Reputation: 845
I have large set of combinations of tables used in data warehouse queries.
Example:
QueryID Table
-------- ------
1 t1
1 t2
1 t3
--------------
2 t1
2 t3
--------------
3 t4
3 t2
--------------
4 t2
4 t3
4 t4
--------------
5 t3
5 t1
...and more.... (around thousands of such combinations). My current analysis involves finding patterns out of this like most frequently used together tables etc. My next analysis point is to find maximum number of queries that can be run by using minimum number of tables and also taking the tables' sizes into consideration.

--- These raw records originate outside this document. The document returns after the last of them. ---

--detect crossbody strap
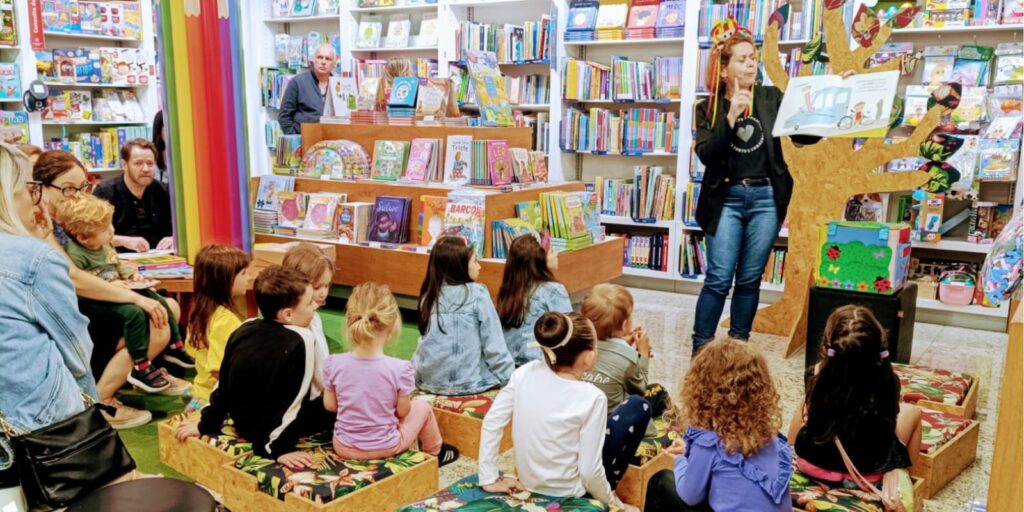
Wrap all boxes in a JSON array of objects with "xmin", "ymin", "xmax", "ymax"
[
  {"xmin": 833, "ymin": 437, "xmax": 903, "ymax": 511},
  {"xmin": 0, "ymin": 391, "xmax": 98, "ymax": 437}
]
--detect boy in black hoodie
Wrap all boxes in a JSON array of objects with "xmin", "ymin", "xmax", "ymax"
[{"xmin": 176, "ymin": 265, "xmax": 335, "ymax": 468}]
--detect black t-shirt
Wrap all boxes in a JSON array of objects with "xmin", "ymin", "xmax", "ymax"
[
  {"xmin": 94, "ymin": 175, "xmax": 172, "ymax": 250},
  {"xmin": 729, "ymin": 115, "xmax": 770, "ymax": 180},
  {"xmin": 795, "ymin": 419, "xmax": 912, "ymax": 475}
]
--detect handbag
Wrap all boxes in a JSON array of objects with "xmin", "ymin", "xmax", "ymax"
[
  {"xmin": 0, "ymin": 393, "xmax": 136, "ymax": 510},
  {"xmin": 834, "ymin": 437, "xmax": 913, "ymax": 512}
]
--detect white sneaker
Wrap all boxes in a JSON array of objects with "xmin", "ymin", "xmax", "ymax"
[
  {"xmin": 101, "ymin": 399, "xmax": 152, "ymax": 430},
  {"xmin": 156, "ymin": 368, "xmax": 192, "ymax": 396}
]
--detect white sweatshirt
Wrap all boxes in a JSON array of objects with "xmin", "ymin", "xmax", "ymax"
[{"xmin": 478, "ymin": 361, "xmax": 622, "ymax": 507}]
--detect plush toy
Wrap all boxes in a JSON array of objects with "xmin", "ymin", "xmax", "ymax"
[{"xmin": 977, "ymin": 209, "xmax": 1023, "ymax": 306}]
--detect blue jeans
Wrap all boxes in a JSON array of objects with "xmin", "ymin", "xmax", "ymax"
[{"xmin": 692, "ymin": 184, "xmax": 780, "ymax": 353}]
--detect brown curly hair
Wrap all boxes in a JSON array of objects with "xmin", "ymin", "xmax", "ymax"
[{"xmin": 682, "ymin": 338, "xmax": 781, "ymax": 458}]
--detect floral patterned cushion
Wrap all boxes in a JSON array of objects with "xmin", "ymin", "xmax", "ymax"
[
  {"xmin": 411, "ymin": 389, "xmax": 500, "ymax": 419},
  {"xmin": 919, "ymin": 409, "xmax": 971, "ymax": 455},
  {"xmin": 632, "ymin": 416, "xmax": 683, "ymax": 466},
  {"xmin": 894, "ymin": 364, "xmax": 973, "ymax": 406},
  {"xmin": 791, "ymin": 463, "xmax": 915, "ymax": 512},
  {"xmin": 235, "ymin": 445, "xmax": 430, "ymax": 505},
  {"xmin": 396, "ymin": 474, "xmax": 610, "ymax": 511},
  {"xmin": 166, "ymin": 411, "xmax": 252, "ymax": 457}
]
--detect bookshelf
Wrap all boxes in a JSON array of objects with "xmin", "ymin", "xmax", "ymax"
[{"xmin": 2, "ymin": 0, "xmax": 160, "ymax": 174}]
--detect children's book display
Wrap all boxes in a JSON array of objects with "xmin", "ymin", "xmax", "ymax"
[
  {"xmin": 386, "ymin": 76, "xmax": 419, "ymax": 124},
  {"xmin": 560, "ymin": 106, "xmax": 678, "ymax": 155},
  {"xmin": 0, "ymin": 0, "xmax": 16, "ymax": 47},
  {"xmin": 271, "ymin": 0, "xmax": 340, "ymax": 16},
  {"xmin": 471, "ymin": 139, "xmax": 513, "ymax": 186},
  {"xmin": 43, "ymin": 1, "xmax": 143, "ymax": 39},
  {"xmin": 418, "ymin": 195, "xmax": 447, "ymax": 247},
  {"xmin": 356, "ymin": 15, "xmax": 384, "ymax": 49},
  {"xmin": 0, "ymin": 62, "xmax": 19, "ymax": 100},
  {"xmin": 338, "ymin": 202, "xmax": 373, "ymax": 244},
  {"xmin": 367, "ymin": 195, "xmax": 412, "ymax": 244},
  {"xmin": 595, "ymin": 167, "xmax": 675, "ymax": 222},
  {"xmin": 371, "ymin": 140, "xmax": 411, "ymax": 181},
  {"xmin": 0, "ymin": 111, "xmax": 28, "ymax": 143},
  {"xmin": 42, "ymin": 126, "xmax": 151, "ymax": 170},
  {"xmin": 402, "ymin": 138, "xmax": 442, "ymax": 182},
  {"xmin": 299, "ymin": 192, "xmax": 349, "ymax": 240},
  {"xmin": 385, "ymin": 14, "xmax": 412, "ymax": 48},
  {"xmin": 442, "ymin": 188, "xmax": 488, "ymax": 257},
  {"xmin": 36, "ymin": 47, "xmax": 154, "ymax": 86},
  {"xmin": 300, "ymin": 139, "xmax": 370, "ymax": 180},
  {"xmin": 455, "ymin": 15, "xmax": 551, "ymax": 64},
  {"xmin": 272, "ymin": 32, "xmax": 342, "ymax": 70},
  {"xmin": 540, "ymin": 191, "xmax": 592, "ymax": 251},
  {"xmin": 464, "ymin": 50, "xmax": 513, "ymax": 127},
  {"xmin": 595, "ymin": 0, "xmax": 628, "ymax": 40},
  {"xmin": 254, "ymin": 175, "xmax": 296, "ymax": 234}
]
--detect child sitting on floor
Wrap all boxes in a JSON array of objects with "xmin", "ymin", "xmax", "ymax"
[
  {"xmin": 788, "ymin": 305, "xmax": 920, "ymax": 510},
  {"xmin": 414, "ymin": 236, "xmax": 514, "ymax": 396},
  {"xmin": 645, "ymin": 338, "xmax": 792, "ymax": 512},
  {"xmin": 479, "ymin": 312, "xmax": 647, "ymax": 512},
  {"xmin": 497, "ymin": 234, "xmax": 572, "ymax": 366},
  {"xmin": 184, "ymin": 244, "xmax": 251, "ymax": 408},
  {"xmin": 176, "ymin": 265, "xmax": 335, "ymax": 469},
  {"xmin": 282, "ymin": 243, "xmax": 334, "ymax": 399},
  {"xmin": 56, "ymin": 194, "xmax": 187, "ymax": 394},
  {"xmin": 580, "ymin": 284, "xmax": 668, "ymax": 436},
  {"xmin": 323, "ymin": 282, "xmax": 460, "ymax": 465}
]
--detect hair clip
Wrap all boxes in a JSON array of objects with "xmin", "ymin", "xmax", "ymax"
[
  {"xmin": 825, "ymin": 347, "xmax": 836, "ymax": 357},
  {"xmin": 879, "ymin": 350, "xmax": 889, "ymax": 360}
]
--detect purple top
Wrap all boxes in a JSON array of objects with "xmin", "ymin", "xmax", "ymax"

For example from the above data, we can have minimum of 2 queries run by using three tables combination (t1,t2,t3) and (t1,t3) and (t2,t3,t4) etc.... For example if the sizes of the tables are
table size
----- -----
t1 20 GB
t2 40 GB
t3 10 GB
t4 50 GB
Then
Out of these (t1,t3) is the best combination of tables with minimum size and count that can run two queries. I am trying multiple approaches with SQL, Excel, R to come up with dynamic solution which can take up parameters like number of queries you want to run, maximum size of the tables combination you want to tolerate for etc. Any best approaches or suggestions here will be appreciated.
Update:
The queries will need all of its participating tables to be available to run. So we cannot say t1 alone will satisfy requirement of two queries or t2 alone can satisfy requirements of 3 queries.
Upvotes: 2
Views: 266
Reputation: 6246
You should go for brute force for all combination of tables within admissible size and get one with max queries covered, it will generate all subsets hence O(2^N*N)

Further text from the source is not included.